To evaluate the independent contribution of diagnostic group comparisons, a second three-level meta-regression model was fitted, extending the first model by adding the comparison category (OP vs Control, OPN vs Control, etc.) as a categorical moderator. Among the moderators, the outcome type (FI vs CSA) remained a significant predictor of effect size magnitude (Estimate = 0.39, 95% CI 0.22 to 0.56, p < 0.001). In contrast to the previous model, none of the sample-level co-variates (age, female proportion, BMI) were significantly associated with effect sizes in this model (see Supplementary Table S5).

Notably, the comparison category showed a significant effect: effect sizes derived from studies comparing osteoporosis and controls (OP vs Control) were significantly larger than the reference group (Estimate = 0.49, 95% CI 0.27 to 0.70, p < 0.001). In contrast, effect sizes comparing osteopenia versus control (Estimate = 0.16, 95% CI −0.08 to 0.41) and osteoporosis versus non-osteoporosis (Estimate = 0.42, 95% CI −0.26 to 1.10) did not reach statistical significance (see Supplementary Table S5).

We also conducted a sensitivity analysis using cluster-robust variance estimation for this model. The intra-cluster correlation was set as ρ = 0.7 too. Under the robust specification, the effect of outcome type (FI vs CSA) remained statistically significant (Estimate = 0.41, 95% CI −0.008 to 0.83, p = 0.05), and effect sizes from comparisons between osteoporosis and control groups were significantly larger than the reference category (Estimate = 0.50, 95% CI 0.24 to 0.75, p = 0.005, see Table 2).

Table 2

Table 2. Results of the three-level meta-regression model with cluster-robust standard errors assessing the influence of diagnostic group comparisons and study-level characteristics on effect sizes.

To examine whether measurement approaches contributed to heterogeneity, we performed a sensitivity analysis using cluster-robust variance estimation within a multilevel model, incorporating differences muscles, comparison categories, and measurement methods. For CSA, outcomes were classified as either raw area (reported in mm² or averaged across slices) or normalized indices (CSA adjusted for height or other scaling factors). For FI, results were stratified by modality, including CT-based proxies or MRI-based measures. As shown in Table 3, the difference between the OP and control groups remained significant (Estimate = 0.46, 95% CI: 0.28–0.65, p < 0.001), while variation across measurement types did not materially affect the results (see Table 3).

Table 3

Table 3. Results of the three-level meta-regression model with cluster-robust standard errors showing the effects of muscle group diagnostic comparison category and measurement type on effect sizes.
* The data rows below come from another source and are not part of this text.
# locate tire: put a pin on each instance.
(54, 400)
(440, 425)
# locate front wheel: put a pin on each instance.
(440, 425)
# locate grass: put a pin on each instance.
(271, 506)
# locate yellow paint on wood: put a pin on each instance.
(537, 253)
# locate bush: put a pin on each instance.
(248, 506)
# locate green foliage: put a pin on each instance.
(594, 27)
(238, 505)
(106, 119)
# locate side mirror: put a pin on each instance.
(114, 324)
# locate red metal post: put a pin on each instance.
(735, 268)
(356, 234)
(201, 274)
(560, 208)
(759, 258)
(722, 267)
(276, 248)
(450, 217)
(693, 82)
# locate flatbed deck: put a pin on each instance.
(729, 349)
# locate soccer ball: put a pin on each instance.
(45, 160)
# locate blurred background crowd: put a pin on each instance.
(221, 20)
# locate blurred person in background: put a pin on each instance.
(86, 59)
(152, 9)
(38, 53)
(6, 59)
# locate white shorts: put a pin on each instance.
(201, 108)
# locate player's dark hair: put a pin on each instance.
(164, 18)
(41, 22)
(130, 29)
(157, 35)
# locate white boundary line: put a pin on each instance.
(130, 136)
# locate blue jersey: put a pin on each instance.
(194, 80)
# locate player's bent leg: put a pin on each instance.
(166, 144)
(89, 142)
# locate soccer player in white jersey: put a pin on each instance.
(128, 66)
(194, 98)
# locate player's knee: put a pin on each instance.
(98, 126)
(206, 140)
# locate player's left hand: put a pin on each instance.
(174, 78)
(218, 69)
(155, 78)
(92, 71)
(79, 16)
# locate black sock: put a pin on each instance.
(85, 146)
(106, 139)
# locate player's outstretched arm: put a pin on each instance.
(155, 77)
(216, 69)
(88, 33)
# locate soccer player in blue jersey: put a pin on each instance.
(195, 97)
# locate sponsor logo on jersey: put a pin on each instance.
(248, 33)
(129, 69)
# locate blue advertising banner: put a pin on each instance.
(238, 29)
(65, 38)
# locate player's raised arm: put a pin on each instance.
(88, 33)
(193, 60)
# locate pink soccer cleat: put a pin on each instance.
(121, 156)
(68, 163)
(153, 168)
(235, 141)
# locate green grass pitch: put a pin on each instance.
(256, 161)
To address potential sources of bias, we evaluated the impact of measurement reliability. Effect sizes did not differ according to whether ICCs were fully, partially, or not reported, indicating that measurement reliability was unlikely to bias the findings. In addition, we assessed potential publication bias. Visual inspection of both study-level and effect-level funnel plots (see Supplementary Figure S9) did not indicate pronounced asymmetry. Egger-type regression (48) including the standard error as moderator indicated borderline evidence of small-study effects (β = 1.90, p=0.054). Trim-and-fill analyses did not impute additional studies. Taken together, these findings suggest at most limited evidence for publication bias.

Discussion

This meta-analysis systematically evaluated morphological alterations in paraspinal muscles, with a particular focus on CSA and FI, two measurements increasingly recognized as valuable imaging markers for osteoporosis (10, 15). Multiple group comparisons were performed among individuals with osteoporosis, osteopenia, and non-osteoporotic controls. Based on data from 14 studies and 125 effect sizes, the findings consistently demonstrated that osteoporosis is associated with decreased CSA and increased FI, reflecting quantifiable musculoskeletal deterioration.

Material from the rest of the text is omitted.